Gli adolescenti.
Gli adolescenti fanno come Gesù quando si allontana dai parenti e rimane al Tempio a parlare con gli anziani (c'è stato un tempo nel quale gli "anziani" erano trattati come saggi, adesso sono trattati come palle al piede: altra situazione che denota il regresso mentale della nostra società). Gesù è lì che parla, Giuseppe e Maria, i suoi genitori, lo cercano per giorni. Ma ve lo immaginate? Io sarei uscita dai gangheri. Quando poi lo trovano, gli chiedono che razza di idea è stata quella. Sicuramente l'evangelista non può dircelo, ma io ho sempre creduto che Giuseppe fosse incavolato nero e Maria, che essendo la mamma dimostra esternamente calma, tacesse per non dire cose che tutte le madri in quelle circostanze, avrebbero volentieri detto. O forse lo ha fatto.
Io sono un'urlona di prima categoria. E se mi arrabbio, alzo la voce. Coi figli piccoli mi è capitato quando ho temuto per la loro salute (attraversamenti stradali pericolosi, ad esempio) o mi hanno tirato scema bisticciando tra loro, o ancora per far terminare quelle bizze catastrofiche che a volte capitano ancora a 4/5 anni (quelle nell'età precedente sono dei corto-circuiti che abbisognano di tanta calma, invece): per porre uno "stop" un urlo ci sta. Con un seguito di molte coccole e lunghe spiegazioni con i dovuti chiarimenti.
Ma quando mi è capitata l'età del "Io devo occuparmi della mia vita" (come dire "Adesso sono grande, non statemi d'intorno"), ho urlato. E a volte pianto. Non ho mai provato vergogna, coi miei figli, a dire loro che il loro atteggiamento mi stava facendo soffrire. L'ho sempre ammesso chiaramente, informando loro del fatto che mi stavano facendo male. A volte urlandoglielo in faccia. E a volte, come fa Maria, ho chiesto loro perché dovessero trattarmi in quel modo. Chiaramente e pretendendo una risposta. “Figlio, perché ci hai fatto questo? Ecco, tuo padre e io ti cercavamo angosciati" dice Maria a Gesù tredicenne. Il tono non fu tranquillo e sereno. Per nessuna madre lo è, in queste situazioni. E con tutta la dovuta calma, una volta passata la tempesta, lo scontro, ci sono state sempre le spiegazioni.

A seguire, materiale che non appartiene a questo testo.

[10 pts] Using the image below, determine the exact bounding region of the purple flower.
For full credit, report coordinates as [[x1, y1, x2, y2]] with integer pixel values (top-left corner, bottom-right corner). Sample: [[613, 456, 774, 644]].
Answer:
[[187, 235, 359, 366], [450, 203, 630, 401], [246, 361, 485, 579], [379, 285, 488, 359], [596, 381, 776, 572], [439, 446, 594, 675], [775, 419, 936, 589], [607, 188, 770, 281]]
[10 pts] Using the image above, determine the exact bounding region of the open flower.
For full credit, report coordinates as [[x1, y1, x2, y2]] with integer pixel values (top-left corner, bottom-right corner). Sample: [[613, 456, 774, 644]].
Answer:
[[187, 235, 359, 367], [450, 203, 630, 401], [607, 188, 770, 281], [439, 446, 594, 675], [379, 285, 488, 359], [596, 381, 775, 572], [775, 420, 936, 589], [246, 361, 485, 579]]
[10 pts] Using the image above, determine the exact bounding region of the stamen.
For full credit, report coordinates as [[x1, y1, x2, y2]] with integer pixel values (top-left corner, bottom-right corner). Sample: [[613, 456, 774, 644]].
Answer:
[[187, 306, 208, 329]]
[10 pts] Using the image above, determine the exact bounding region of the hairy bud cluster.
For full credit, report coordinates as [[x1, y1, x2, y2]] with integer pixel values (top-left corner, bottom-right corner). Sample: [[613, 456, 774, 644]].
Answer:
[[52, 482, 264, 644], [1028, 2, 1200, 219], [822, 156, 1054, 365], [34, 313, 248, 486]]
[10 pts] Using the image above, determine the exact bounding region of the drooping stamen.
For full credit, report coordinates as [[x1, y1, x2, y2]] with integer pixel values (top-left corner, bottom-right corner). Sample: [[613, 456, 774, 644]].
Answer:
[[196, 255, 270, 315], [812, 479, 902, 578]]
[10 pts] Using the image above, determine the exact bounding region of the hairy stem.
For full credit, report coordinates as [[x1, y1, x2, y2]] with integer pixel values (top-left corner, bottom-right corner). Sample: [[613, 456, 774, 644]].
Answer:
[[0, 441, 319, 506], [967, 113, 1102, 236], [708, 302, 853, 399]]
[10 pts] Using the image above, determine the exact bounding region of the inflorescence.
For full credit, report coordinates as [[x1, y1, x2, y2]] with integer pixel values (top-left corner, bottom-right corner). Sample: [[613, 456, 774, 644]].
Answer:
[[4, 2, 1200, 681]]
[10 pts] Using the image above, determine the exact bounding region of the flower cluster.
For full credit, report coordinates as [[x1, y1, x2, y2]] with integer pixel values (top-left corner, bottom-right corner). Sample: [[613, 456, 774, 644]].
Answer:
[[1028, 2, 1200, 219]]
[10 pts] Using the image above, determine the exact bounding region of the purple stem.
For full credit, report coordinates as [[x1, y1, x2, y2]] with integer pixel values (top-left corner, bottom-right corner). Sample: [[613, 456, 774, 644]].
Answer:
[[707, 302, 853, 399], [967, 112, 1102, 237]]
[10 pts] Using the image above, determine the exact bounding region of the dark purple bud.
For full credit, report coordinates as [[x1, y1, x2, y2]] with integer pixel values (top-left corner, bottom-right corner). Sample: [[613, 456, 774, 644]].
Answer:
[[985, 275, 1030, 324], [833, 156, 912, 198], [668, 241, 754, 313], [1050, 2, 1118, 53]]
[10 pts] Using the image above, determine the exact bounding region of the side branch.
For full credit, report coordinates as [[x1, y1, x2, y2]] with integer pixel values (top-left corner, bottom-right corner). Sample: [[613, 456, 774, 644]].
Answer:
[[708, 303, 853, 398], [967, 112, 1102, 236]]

Forse la domanda che ho fatto di più ai miei figli adolescenti è stata: "Hai capito perché mi sono arrabbiata?".
E ho sempre preteso di sapere cosa aveva spinto loro a comportarsi, agire o dire qualcosa, in quel modo. Ovviamente la Figlia G, da brava femmina, ha sempre affilato la lingua e con lei ho dovuto dialogare, spiegando ma anche capendo di più su di lei.
Con il Lillo, da maschio, ho dovuto lasciarlo sbollire fisicamente (mandandolo spesso a camminare o correre un quarto d'ora o di più), per poi parlargli.
Spesso ho accettato le rimostranze che mi venivano presentate. Spesso sono stati accettati (con o contro voglia) i limiti da me imposti. E quando non accettati, sono stati incassati mugugnando un po'.
Ho ragionato tanto, ogni volta su quale fosse stata la mia reazione e se avessi fatto bene o meno. In realtà ho anche poi iniziato ad accettare l'idea che questo è il mio modo di essere madre: purtroppo per loro, così è. Non sono mai stata capace di recitare magari usufruendo di metodologie comunicative complesse da acquisire con corsi o libri. Io sono questo tipo di madre.
E quando non ho capito cosa avrei dovuto fare, mi sono affidata, mugugnando un po' anche io. Ma seguendo la strada del "serbare nel mio cuore" ciò che mi stava accadendo, mettendo tutto il pacco completo, nelle mani di Nostro Signore pensando che
"Se si scopre la grazia di Gesù, io credo che ci si possa acquietare nella pace di sapersi amati da un Dio veramente grande (e non frutto della nostra fantasia), che per primo ci ama facendoci crescere se ci affidiamo a Lui (è la fede che Gesù richiede perché possa compiere il miracolo) e allora sì, ci si può tranquillizzare e col suo aiuto abbandonare le tensioni che abbiamo per i nostri trascorsi. Chiederglielo questo è buona preghiera."